SGLang Memory Management & KV Cache (Part 1)
SGLang Memory Management System
TL;DR
- Key–Value (KV) cache entries can be reused across token generation, improving inference efficiency when cached.
- SGLang maintains mapping tables to locate the KV-cache indices of tensors stored in the memory pool.
- The mapping mechanism supports multiple attention backends (e.g., MHA, MLA, NSA).
- SGLang provides several cache backends to meet different usage scenarios, performance goals, and implementation constraints.
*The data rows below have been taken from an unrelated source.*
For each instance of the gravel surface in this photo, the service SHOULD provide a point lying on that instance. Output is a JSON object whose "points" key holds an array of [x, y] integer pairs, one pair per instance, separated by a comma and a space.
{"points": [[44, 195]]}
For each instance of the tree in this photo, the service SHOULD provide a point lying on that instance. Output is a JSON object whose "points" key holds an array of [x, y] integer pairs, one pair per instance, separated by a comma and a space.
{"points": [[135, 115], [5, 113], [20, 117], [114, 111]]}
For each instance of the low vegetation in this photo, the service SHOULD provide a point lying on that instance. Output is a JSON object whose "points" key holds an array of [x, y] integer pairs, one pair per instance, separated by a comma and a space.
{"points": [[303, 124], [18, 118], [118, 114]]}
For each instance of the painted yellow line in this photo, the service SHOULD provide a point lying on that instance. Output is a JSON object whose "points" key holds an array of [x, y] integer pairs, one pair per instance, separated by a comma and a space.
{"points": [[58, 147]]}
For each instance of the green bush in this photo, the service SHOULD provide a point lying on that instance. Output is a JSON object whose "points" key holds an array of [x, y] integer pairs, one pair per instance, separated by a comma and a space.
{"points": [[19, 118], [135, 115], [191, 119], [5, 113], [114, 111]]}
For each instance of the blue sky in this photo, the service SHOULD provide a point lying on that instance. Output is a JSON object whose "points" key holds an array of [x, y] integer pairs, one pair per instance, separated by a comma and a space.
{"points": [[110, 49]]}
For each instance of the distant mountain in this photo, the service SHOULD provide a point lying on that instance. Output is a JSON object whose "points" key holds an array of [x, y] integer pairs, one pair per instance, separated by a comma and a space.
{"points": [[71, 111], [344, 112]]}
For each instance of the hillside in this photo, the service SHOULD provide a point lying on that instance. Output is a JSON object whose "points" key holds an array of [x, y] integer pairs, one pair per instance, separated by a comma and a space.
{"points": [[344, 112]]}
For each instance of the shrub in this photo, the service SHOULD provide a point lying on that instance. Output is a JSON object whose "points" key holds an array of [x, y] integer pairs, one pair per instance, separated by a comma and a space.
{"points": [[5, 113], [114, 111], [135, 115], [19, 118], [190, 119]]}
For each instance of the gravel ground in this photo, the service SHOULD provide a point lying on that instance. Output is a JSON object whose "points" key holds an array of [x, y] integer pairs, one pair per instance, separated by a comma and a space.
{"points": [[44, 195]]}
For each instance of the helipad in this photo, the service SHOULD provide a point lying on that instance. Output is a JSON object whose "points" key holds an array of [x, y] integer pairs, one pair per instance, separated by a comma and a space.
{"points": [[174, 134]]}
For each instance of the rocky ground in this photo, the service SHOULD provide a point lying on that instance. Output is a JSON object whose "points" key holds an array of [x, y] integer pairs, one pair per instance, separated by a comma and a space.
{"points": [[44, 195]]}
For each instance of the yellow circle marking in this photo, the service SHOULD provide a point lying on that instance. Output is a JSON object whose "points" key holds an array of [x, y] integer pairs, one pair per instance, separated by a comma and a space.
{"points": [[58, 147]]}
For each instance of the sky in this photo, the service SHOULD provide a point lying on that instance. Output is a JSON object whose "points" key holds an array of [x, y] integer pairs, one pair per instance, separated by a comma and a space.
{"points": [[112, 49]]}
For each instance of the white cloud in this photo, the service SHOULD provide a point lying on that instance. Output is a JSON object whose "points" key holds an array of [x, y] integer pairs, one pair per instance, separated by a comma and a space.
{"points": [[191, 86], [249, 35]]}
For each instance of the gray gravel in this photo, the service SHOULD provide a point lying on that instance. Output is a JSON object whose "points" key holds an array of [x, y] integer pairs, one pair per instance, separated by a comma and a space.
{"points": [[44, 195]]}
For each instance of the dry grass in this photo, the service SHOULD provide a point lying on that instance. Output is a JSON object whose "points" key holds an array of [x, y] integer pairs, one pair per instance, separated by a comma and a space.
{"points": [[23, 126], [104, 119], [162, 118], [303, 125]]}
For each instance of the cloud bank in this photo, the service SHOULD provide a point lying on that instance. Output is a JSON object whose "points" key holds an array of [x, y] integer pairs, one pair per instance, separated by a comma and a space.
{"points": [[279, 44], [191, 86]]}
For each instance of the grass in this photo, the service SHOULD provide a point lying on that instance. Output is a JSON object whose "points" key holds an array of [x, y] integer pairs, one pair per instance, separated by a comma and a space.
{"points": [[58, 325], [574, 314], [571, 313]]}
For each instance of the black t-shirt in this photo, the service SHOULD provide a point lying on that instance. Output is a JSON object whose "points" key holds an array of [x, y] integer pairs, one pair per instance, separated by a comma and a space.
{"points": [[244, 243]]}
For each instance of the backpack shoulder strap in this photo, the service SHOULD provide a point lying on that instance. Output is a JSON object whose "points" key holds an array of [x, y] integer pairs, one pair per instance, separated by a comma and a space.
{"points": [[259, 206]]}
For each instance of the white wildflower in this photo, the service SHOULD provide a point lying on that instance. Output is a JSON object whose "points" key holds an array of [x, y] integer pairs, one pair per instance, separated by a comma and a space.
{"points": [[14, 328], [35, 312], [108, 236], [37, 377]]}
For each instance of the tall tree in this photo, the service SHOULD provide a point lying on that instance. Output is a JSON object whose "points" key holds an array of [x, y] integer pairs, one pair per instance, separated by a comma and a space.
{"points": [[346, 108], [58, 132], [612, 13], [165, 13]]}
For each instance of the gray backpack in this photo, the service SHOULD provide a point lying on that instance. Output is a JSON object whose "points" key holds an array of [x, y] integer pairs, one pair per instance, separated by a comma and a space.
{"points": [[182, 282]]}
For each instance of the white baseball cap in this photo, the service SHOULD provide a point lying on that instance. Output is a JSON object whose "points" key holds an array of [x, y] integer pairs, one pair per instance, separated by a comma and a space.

| Cache Class | Module | When to Use / Condition |
|---|---|---|
| RadixCache | mem_cache/radix_cache.py | Default |
| ChunkCache | mem_cache/chunk_cache.py | disable_radix_cache=True |
| SWAChunkCache | mem_cache/chunk_cache.py | disable_radix_cache=True + sliding window |
| HiRadixCache | mem_cache/hiradix_cache.py | enable_hierarchical_cache=True |
| SWARadixCache | mem_cache/swa_radix_cache.py | Sliding-window attention models |
| MambaRadixCache | mem_cache/mamba_radix_cache.py | Mamba / SSM-hybrid models |
| LMCRadixCache | mem_cache/storage/lmcache/ | enable_lmcache=True |
| RadixCacheCpp | mem_cache/radix_cache_cpp.py | Experimental C++ radix tree |